HyperLLM-4b / README.md
bebis1's picture
Update README with corrected eval results (extraction bug fix)
b45908b verified
---
base_model: Qwen/Qwen3-4B-Instruct-2507
library_name: peft
license: apache-2.0
language:
- en
tags:
- trading
- finance
- hyperliquid
- perpetuals
- defi
- lora
- dpo
- sft
- trl
- base_model:adapter:Qwen/Qwen3-4B-Instruct-2507
model_name: HyperLLM-4b
pipeline_tag: text-generation
---
# HyperLLM-4b v0.3
A specialized 4B parameter language model fine-tuned for Hyperliquid perpetual DEX trading assistance.

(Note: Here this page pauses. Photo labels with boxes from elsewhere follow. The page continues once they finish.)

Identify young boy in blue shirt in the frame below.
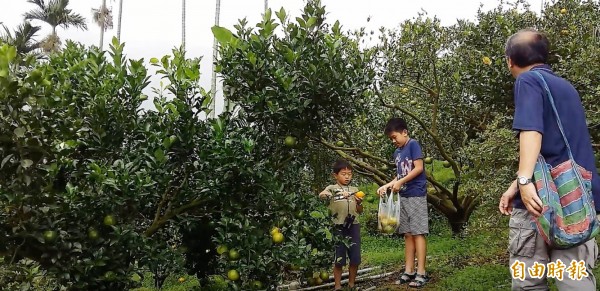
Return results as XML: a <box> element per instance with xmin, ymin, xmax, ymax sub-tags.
<box><xmin>377</xmin><ymin>118</ymin><xmax>429</xmax><ymax>288</ymax></box>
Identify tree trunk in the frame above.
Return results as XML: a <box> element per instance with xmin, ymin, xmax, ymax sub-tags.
<box><xmin>99</xmin><ymin>0</ymin><xmax>106</xmax><ymax>50</ymax></box>
<box><xmin>117</xmin><ymin>0</ymin><xmax>123</xmax><ymax>42</ymax></box>
<box><xmin>210</xmin><ymin>0</ymin><xmax>221</xmax><ymax>118</ymax></box>
<box><xmin>181</xmin><ymin>0</ymin><xmax>185</xmax><ymax>51</ymax></box>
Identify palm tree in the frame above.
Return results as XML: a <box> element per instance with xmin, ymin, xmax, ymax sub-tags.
<box><xmin>117</xmin><ymin>0</ymin><xmax>123</xmax><ymax>42</ymax></box>
<box><xmin>210</xmin><ymin>0</ymin><xmax>221</xmax><ymax>117</ymax></box>
<box><xmin>0</xmin><ymin>21</ymin><xmax>42</xmax><ymax>55</ymax></box>
<box><xmin>24</xmin><ymin>0</ymin><xmax>87</xmax><ymax>51</ymax></box>
<box><xmin>92</xmin><ymin>0</ymin><xmax>113</xmax><ymax>50</ymax></box>
<box><xmin>181</xmin><ymin>0</ymin><xmax>185</xmax><ymax>50</ymax></box>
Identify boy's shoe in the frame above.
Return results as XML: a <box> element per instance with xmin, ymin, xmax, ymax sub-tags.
<box><xmin>408</xmin><ymin>273</ymin><xmax>431</xmax><ymax>288</ymax></box>
<box><xmin>396</xmin><ymin>272</ymin><xmax>417</xmax><ymax>285</ymax></box>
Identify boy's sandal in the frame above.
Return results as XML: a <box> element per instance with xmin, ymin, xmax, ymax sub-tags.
<box><xmin>396</xmin><ymin>272</ymin><xmax>417</xmax><ymax>285</ymax></box>
<box><xmin>408</xmin><ymin>274</ymin><xmax>430</xmax><ymax>288</ymax></box>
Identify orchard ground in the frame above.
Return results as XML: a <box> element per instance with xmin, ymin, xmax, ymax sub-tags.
<box><xmin>133</xmin><ymin>161</ymin><xmax>600</xmax><ymax>291</ymax></box>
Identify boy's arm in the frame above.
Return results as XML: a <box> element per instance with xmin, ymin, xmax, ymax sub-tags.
<box><xmin>377</xmin><ymin>178</ymin><xmax>398</xmax><ymax>196</ymax></box>
<box><xmin>400</xmin><ymin>159</ymin><xmax>424</xmax><ymax>185</ymax></box>
<box><xmin>356</xmin><ymin>201</ymin><xmax>364</xmax><ymax>214</ymax></box>
<box><xmin>319</xmin><ymin>186</ymin><xmax>333</xmax><ymax>199</ymax></box>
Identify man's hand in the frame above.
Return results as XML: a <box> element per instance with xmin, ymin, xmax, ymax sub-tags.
<box><xmin>392</xmin><ymin>180</ymin><xmax>404</xmax><ymax>193</ymax></box>
<box><xmin>498</xmin><ymin>182</ymin><xmax>518</xmax><ymax>215</ymax></box>
<box><xmin>319</xmin><ymin>191</ymin><xmax>331</xmax><ymax>199</ymax></box>
<box><xmin>377</xmin><ymin>183</ymin><xmax>390</xmax><ymax>197</ymax></box>
<box><xmin>519</xmin><ymin>183</ymin><xmax>543</xmax><ymax>217</ymax></box>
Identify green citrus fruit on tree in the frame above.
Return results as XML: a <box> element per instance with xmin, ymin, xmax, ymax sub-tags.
<box><xmin>252</xmin><ymin>280</ymin><xmax>263</xmax><ymax>290</ymax></box>
<box><xmin>104</xmin><ymin>271</ymin><xmax>117</xmax><ymax>280</ymax></box>
<box><xmin>44</xmin><ymin>230</ymin><xmax>58</xmax><ymax>243</ymax></box>
<box><xmin>217</xmin><ymin>245</ymin><xmax>228</xmax><ymax>255</ymax></box>
<box><xmin>104</xmin><ymin>215</ymin><xmax>117</xmax><ymax>226</ymax></box>
<box><xmin>285</xmin><ymin>136</ymin><xmax>296</xmax><ymax>147</ymax></box>
<box><xmin>88</xmin><ymin>228</ymin><xmax>100</xmax><ymax>240</ymax></box>
<box><xmin>271</xmin><ymin>226</ymin><xmax>280</xmax><ymax>236</ymax></box>
<box><xmin>229</xmin><ymin>250</ymin><xmax>240</xmax><ymax>261</ymax></box>
<box><xmin>273</xmin><ymin>232</ymin><xmax>284</xmax><ymax>244</ymax></box>
<box><xmin>227</xmin><ymin>270</ymin><xmax>240</xmax><ymax>281</ymax></box>
<box><xmin>319</xmin><ymin>271</ymin><xmax>329</xmax><ymax>281</ymax></box>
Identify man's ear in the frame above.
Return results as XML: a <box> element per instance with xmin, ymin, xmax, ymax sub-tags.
<box><xmin>506</xmin><ymin>57</ymin><xmax>515</xmax><ymax>68</ymax></box>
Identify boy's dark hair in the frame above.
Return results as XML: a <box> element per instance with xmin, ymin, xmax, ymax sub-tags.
<box><xmin>383</xmin><ymin>117</ymin><xmax>408</xmax><ymax>135</ymax></box>
<box><xmin>505</xmin><ymin>28</ymin><xmax>550</xmax><ymax>68</ymax></box>
<box><xmin>333</xmin><ymin>159</ymin><xmax>352</xmax><ymax>174</ymax></box>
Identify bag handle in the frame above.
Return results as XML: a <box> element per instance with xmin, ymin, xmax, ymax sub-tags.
<box><xmin>532</xmin><ymin>70</ymin><xmax>585</xmax><ymax>194</ymax></box>
<box><xmin>532</xmin><ymin>70</ymin><xmax>575</xmax><ymax>161</ymax></box>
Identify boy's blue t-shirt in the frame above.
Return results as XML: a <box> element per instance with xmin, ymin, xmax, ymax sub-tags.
<box><xmin>394</xmin><ymin>139</ymin><xmax>427</xmax><ymax>197</ymax></box>
<box><xmin>513</xmin><ymin>65</ymin><xmax>600</xmax><ymax>211</ymax></box>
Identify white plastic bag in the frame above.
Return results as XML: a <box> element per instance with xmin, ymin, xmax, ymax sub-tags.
<box><xmin>377</xmin><ymin>193</ymin><xmax>400</xmax><ymax>234</ymax></box>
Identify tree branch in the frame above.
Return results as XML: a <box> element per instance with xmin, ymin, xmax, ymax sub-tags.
<box><xmin>144</xmin><ymin>198</ymin><xmax>208</xmax><ymax>237</ymax></box>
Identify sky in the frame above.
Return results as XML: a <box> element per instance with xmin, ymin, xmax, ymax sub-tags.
<box><xmin>0</xmin><ymin>0</ymin><xmax>543</xmax><ymax>111</ymax></box>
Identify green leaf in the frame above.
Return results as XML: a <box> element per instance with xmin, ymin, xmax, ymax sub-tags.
<box><xmin>21</xmin><ymin>159</ymin><xmax>33</xmax><ymax>169</ymax></box>
<box><xmin>154</xmin><ymin>149</ymin><xmax>166</xmax><ymax>162</ymax></box>
<box><xmin>310</xmin><ymin>211</ymin><xmax>325</xmax><ymax>219</ymax></box>
<box><xmin>275</xmin><ymin>7</ymin><xmax>287</xmax><ymax>23</ymax></box>
<box><xmin>13</xmin><ymin>127</ymin><xmax>25</xmax><ymax>138</ymax></box>
<box><xmin>0</xmin><ymin>154</ymin><xmax>13</xmax><ymax>169</ymax></box>
<box><xmin>323</xmin><ymin>228</ymin><xmax>333</xmax><ymax>240</ymax></box>
<box><xmin>211</xmin><ymin>25</ymin><xmax>234</xmax><ymax>44</ymax></box>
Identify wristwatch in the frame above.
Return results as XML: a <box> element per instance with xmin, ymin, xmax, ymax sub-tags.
<box><xmin>517</xmin><ymin>176</ymin><xmax>531</xmax><ymax>186</ymax></box>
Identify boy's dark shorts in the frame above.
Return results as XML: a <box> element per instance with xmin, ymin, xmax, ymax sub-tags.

Built on Qwen3-4B-Instruct using LoRA + DPO training.
## Model Description
HyperLLM is designed to assist with:
- **Position sizing calculations** - Risk-based position sizing with proper decimal handling
- **API structure understanding** - Hyperliquid exchange API request/response formats
- **Trading mechanics** - Perpetual futures concepts, margin modes, order types
- **Parameter validation** - Validating trade parameters against exchange constraints
- **Edge case handling** - Boundary conditions and unusual trading scenarios
## Version History
### v0.3 (Current - March 6, 2026)
**Training Pipeline:** SFT (7,028 examples) + DPO (1,400 preference pairs)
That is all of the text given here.